No caso, o juiz optou por substituir a prisão por medidas cautelares. Uma das acusações teve fiança fixada em US$ 500, enquanto a outra foi reduzida para ROR (Release on Recognizance), mecanismo que permite a soltura sem pagamento de fiança, mediante assinatura de um termo de compromisso. Na prática, isso significa que a Justiça entendeu que medidas menos restritivas eram suficientes para garantir que Amanda compareça às próximas etapas do processo.
O ROR é uma forma de liberação baseada na palavra do acusado. Ao assinar o termo, a pessoa se compromete a comparecer a todas as audiências, manter endereço atualizado no tribunal e cumprir eventuais determinações judiciais.
Se houver descumprimento, o juiz pode determinar nova prisão e expedir mandado.
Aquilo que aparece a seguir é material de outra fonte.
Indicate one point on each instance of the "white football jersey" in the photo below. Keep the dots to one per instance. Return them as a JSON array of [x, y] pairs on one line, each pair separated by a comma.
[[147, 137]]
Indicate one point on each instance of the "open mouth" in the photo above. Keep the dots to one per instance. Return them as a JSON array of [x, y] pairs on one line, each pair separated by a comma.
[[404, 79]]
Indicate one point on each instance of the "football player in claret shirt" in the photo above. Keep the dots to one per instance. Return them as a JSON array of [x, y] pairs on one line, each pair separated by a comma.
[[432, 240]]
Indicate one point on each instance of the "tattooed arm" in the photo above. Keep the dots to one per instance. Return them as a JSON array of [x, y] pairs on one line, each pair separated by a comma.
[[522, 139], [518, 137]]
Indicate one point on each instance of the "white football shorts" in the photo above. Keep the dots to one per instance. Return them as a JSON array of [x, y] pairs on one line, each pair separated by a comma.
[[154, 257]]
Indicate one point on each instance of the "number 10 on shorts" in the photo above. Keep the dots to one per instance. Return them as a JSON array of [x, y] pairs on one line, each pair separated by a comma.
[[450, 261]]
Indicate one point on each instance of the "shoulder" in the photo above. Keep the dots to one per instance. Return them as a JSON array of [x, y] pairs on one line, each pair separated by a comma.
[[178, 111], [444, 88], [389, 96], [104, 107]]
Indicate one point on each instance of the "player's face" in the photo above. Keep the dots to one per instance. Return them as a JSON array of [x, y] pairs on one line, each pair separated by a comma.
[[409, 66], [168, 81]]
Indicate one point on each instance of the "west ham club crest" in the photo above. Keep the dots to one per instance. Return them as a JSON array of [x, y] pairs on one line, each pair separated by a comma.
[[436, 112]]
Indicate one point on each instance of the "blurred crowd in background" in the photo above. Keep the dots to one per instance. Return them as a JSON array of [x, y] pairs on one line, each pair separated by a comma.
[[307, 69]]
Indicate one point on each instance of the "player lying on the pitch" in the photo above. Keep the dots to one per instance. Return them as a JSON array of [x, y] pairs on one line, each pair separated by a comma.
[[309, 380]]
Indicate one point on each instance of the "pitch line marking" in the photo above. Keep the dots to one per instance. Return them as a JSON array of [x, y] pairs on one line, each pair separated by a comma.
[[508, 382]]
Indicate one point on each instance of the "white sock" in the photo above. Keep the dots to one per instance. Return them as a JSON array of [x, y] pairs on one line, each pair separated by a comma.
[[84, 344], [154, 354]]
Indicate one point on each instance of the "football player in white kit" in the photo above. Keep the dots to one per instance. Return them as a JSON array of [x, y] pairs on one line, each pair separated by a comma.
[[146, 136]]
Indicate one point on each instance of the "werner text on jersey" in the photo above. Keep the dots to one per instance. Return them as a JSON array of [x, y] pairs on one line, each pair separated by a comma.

O uso do ROR é comum em audiências iniciais e não interfere no mérito da acusação, que segue tramitando normalmente.
O que dizem os documentos sobre a abordagem
Segundo o relatório policial que embasa a ação, a abordagem começou após um agente observar condução irregular do veículo. Ao tentar realizar a parada com luzes e sirene acionados, o carro teria seguido adiante, mesmo após Amanda olhar para trás em direção à viatura.
O policial relata que o veículo passou por locais onde poderia ter parado com segurança, como acessos e um estacionamento próximo, mas continuou trafegando em velocidade normal. Diante da situação, e conforme o protocolo da corporação, a perseguição foi encerrada.
Os agentes foram até o endereço vinculado à caminhonete e encontraram o veículo estacionado na residência. No local, Amanda teria apresentado versões diferentes sobre a abordagem.
Em um primeiro momento, afirmou que ouviu a sirene, mas não teve certeza de que era para ela. Em seguida, disse que não ouviu os sinais da polícia. Posteriormente, voltou atrás e declarou que ouviu tanto a sirene quanto as luzes, mas acreditou que a ordem era direcionada a outro motorista e que teria tentado "sair do caminho".
Amanda informou que tem carteira de motorista brasileira e apresentou uma cópia digital do documento. Ela afirmou que vive no Brasil e estava nos Estados Unidos apenas para uma visita de duas semanas e que costuma ir ao país apenas em períodos de férias. Durante o procedimento, pediu desculpas diversas vezes aos agentes.
A soltura não encerra o processo. Amanda continua formalmente acusada e deverá responder à Justiça americana. A fase seguinte inclui audiências processuais, apresentação de defesa e eventual julgamento ou acordo.